[ofa-general] Question about RDMA CM

Tue Sep 16 10:02:14 PDT 2008

Greetings.  I'm trying to finish up RDMA CM support in Open MPI, but  
am running into a problem on IB that I have been beating my head over  
for about a week and I can't figure it out (seem to work fine on  
iWARP).  I know Sean is out on sabbatical; I'm hoping that someone  
will have an insight into my problem anyway.

Short version:
==============

Open MPI uses a separate thread for most of its RDMA CM actions to  
ensure that they can respond in a timely manner / not timeout.  All  
the code seems to work fine on iWARP (tested with Chelsio T3's), but  
on some older Mellanox HCAs, I sometimes get RNRs after both sides get  
the ESTABLISHED event and the initiator sends the first message on the  
new RC QP (not SRQ).  I am *sure* that a receive buffer is posted at  
the receiver, and the QPs appear to be transitioning INIT -> RTR ->  
RTS properly.  I cannot figure out why I am getting RNRs.  These RNRs  
*only* seem to happen when either or both of the initiator or receiver  
servers are fully busy (i.e., all cores are 100% busy).

Longer version:
===============

All the code is currently in a development mercurial branch (not on  
the main Open MPI SVN):

     http://www.open-mpi.org/hg/hgwebdir.cgi/jsquyres/openib-fd- 
progress/

As mentioned above, this all seems to work fine on Chelsio T3's.  I'm  
getting these RNRs on Mellanox 2 port DDR cards, MT_00A0010001 using  
OFED 1.3.1.  I have not tried on other IB cards.  All my servers are 4  
core intel machines (slightly old -- pre-woodcrest).  I can pretty  
consistently get the problems to occur when I run a simple MPI "ring"  
test program (send a message around in a ring) across 2 servers (4  
cores/ea).  OMPI uses shared memory for on-node communication and  
verbs for off-node communication.  The program runs fine when I do not  
use RDMA CM, but gets RNRs for some connections when I use RDMA CM  
over IB and all 4 cores on both servers are running MPI processes  
(i.e., are 100% busy polling for message passing progress).  The  
connectivity looks like this:

node 1
   |--- proc A <- shmem <- proc B <- shmem <- proc C <- shmem <- proc  
D <-|

verbs                                                                  
verbs
   |--> proc E -> shmem -> proc F -> shmem -> proc G -> shmem -> proc  
H --|
node 2

Random notes:

1. Open MPI uses a progress thread in its OpenFabrics support for the  
RDMA CM.  rdma_connect() is initiated from the main thread, but all  
other events are handled from the progress thread.

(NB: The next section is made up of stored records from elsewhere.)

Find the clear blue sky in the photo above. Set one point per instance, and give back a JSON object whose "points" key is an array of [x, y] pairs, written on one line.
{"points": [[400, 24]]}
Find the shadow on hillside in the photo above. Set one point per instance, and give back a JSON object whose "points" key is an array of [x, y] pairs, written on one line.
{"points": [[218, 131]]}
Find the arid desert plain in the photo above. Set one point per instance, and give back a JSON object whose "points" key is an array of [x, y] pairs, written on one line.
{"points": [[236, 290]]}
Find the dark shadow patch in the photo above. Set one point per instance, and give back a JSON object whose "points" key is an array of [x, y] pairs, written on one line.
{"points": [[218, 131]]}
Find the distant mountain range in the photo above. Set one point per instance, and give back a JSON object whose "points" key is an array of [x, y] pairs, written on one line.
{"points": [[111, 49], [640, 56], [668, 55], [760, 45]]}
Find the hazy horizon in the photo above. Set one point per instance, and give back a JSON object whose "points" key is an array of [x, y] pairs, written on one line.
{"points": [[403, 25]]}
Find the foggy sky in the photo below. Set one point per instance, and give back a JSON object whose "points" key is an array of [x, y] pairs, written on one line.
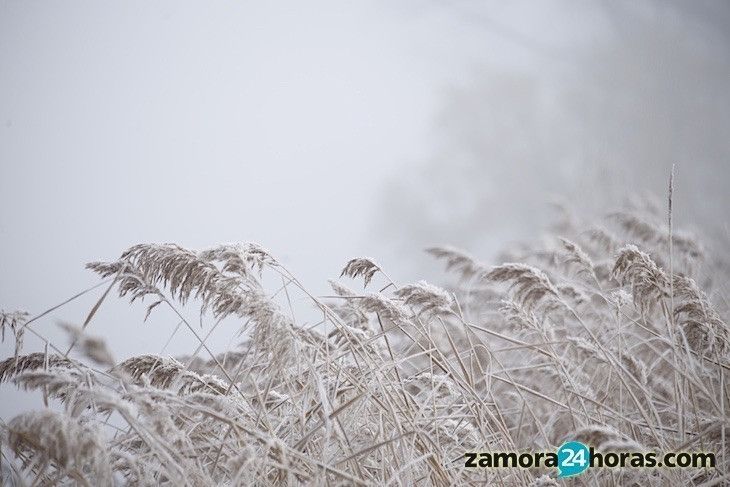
{"points": [[284, 124]]}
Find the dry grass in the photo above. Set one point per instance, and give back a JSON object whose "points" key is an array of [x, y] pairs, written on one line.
{"points": [[586, 336]]}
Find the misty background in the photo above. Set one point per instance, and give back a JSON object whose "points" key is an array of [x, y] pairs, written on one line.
{"points": [[329, 130]]}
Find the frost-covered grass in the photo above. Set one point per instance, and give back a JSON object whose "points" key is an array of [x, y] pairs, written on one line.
{"points": [[585, 335]]}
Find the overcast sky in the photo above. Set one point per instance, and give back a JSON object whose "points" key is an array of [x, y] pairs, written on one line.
{"points": [[202, 123]]}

2. Due to some uninteresting race conditions, we only allow  
connections to be made "in one direction" (the lower (IP address,  
port) tuple is the initiator).  If the "wrong" MPI process desires to  
make a connection, it makes a bogus QP and initiates an  
rdma_connect().  The receiver process then gets the CONNECT_REQUEST  
event, detects that the connection is coming the "wrong" way,  
initiates the connection in the "right" direction, and then rejects  
the "wrong" connection.  The initiator expects the rejection, and  
simply waits for the CONNECT_REQUEST coming in the other direction.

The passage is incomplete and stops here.